Given the exclusion of these experts, the district court found that summary judgment in Sparta’s favor was appropriate because ‘[Berries] cannot show that the construction dust and debris from 2014 caused the alleged ‘direct physical loss’ to their awnings, retractable roof, HVAC system, railings, and audio and lighting system’….The district court implicitly acknowledged that Berries could still proceed with its initial claim for cleaning notwithstanding the striking of Messrs. Posada, Thompson, and Brizuela….The district court also entered summary judgment on Berries’ business income loss claim because it felt that (1) Berries ‘has not established a direct physical loss or damage’ to the restaurant and (2) Berries ‘cannot show that there was any suspension of operations by ‘physical damage’’ because the ‘restaurant remained open every day.’

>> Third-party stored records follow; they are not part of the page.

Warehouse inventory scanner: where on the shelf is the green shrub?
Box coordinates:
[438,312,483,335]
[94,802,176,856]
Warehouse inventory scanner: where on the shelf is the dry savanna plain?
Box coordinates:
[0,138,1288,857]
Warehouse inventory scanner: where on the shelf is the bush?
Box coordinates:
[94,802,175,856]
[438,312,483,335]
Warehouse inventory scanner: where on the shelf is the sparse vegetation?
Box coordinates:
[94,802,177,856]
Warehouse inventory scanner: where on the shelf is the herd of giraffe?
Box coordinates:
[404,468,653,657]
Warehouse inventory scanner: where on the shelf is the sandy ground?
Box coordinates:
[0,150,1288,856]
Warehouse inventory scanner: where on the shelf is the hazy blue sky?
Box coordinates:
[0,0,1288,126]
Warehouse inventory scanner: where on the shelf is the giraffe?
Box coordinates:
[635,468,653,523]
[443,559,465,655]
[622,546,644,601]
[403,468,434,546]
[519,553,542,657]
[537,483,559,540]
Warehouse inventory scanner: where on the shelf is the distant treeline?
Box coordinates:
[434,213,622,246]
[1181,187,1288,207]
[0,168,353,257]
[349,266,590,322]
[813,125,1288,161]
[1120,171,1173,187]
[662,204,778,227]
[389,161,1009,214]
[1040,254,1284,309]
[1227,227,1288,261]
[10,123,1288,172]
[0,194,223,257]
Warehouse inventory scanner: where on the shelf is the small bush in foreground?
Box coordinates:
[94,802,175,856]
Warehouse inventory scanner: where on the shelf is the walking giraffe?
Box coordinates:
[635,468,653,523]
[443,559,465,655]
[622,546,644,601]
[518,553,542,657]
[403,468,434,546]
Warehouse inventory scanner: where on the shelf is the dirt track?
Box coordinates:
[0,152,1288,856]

Without evidence, how can a policyholder win a case? Getting your expert witness thrown out before a trial even starts is like a bomb exploding on your coverage case. As noted in, Great Expert Witnesses Are Important to Property Insurance Cases:

Expert Witnesses are important. In order to obtain a favorable verdict, policyholder lawyers must be able to perform exhaustive pre-trial preparation while also being able to effectively present evidence at trial, including expert-opinion evidence.

Effective presentation of expert witness testimony truly begins at the moment an attorney vets the expert’s credentials. Therefore, it is important to review all the materials in the expert’s file and discuss all matters concerning their opinions and the basis of the opinion before deposition to solidify a strong foundation for trial.

The case ruling is an unpublished opinion, but I expect it to be cited by numerous insurance company coverage attorneys in the future as “persuasive” authority even though it has no binding value on other cases since it is “unpublished.” Bad case facts can make for bad case law. I will discuss legal coverage reason tomorrow afternoon in my Chip @ 2 Livestream and with a special Friday afternoon blog.

Still, the point of this blog post is that experts and the quality of their work, reports, and testimony matter a lot. Courts throughout the country have stiffened the requirements of expert opinion testimony. This trend has made our firm spend a lot more time to make experts work harder at their expertise so that they can present evidence to judges and juries. It has also led to an increase in the expense and uncertainly of litigation.

Jean Niven is another secret weapon in our firm. In this day of legal specialization, it is obvious that having a specialist lawyer in this area of expert witness law helps us win more cases.

Thought For The Day

Nothing we do is more important than hiring and developing people. At the end of the day, you bet on people, not on strategies.
—Lawrence Bossidy
1 Mama Jo’s, Inc. v. Sparta Ins. Co., No. 18-12887 (11th Cir. Aug. 18, 2020).